Turns out immurement is a word. Who knew?
Actually the literary reference I used on Annabel last time was not from Poe, but from a letter Herman Melville wrote to Nathaniel Hawthorne: "your heart beat in my ribs and mine in yours, and both in God's." Poor Herman with his fond cannibals and his love letters full of food. I know what you were after, Herman. It was the dissolution of the self into the other, and vice versa. Did you ever get it? Not with Hawthorne you didn't: you scared him away with all that your-heart-beat-in-my-ribs talk and comparing him to a grape.
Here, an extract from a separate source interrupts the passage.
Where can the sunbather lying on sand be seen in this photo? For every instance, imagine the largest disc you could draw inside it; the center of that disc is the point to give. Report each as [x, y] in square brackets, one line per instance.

But I think it sounds nice. That's what sex is a glorious doomed endeavor to create, isn't it -- unity out of duality?
Speaking of fleshly lust, there's still time to order your Valentine's Day cards from the Small Peculiar store. Maybe for next year I'll illustrate some of the stuff Herman wrote to Nathaniel. "Whence come you, Hawthorne? By what right do you drink from my flagon of life? And when I put it to my lips -- lo, they are yours and not mine."
Poor Herman. You kind of can't blame Hawthorne for finding that kind of thing off-putting, though.
Lastly, as a bonus, and because I can't stop staring at them, please enjoy two ever-so-velvety Monday monotremes (courtesy of mendel).
There is no "official" term for a baby platypus, though the word platypup is sometimes used. Appropriate, as they look like bulldog puppies with webbed feet and fake bills tied on with string.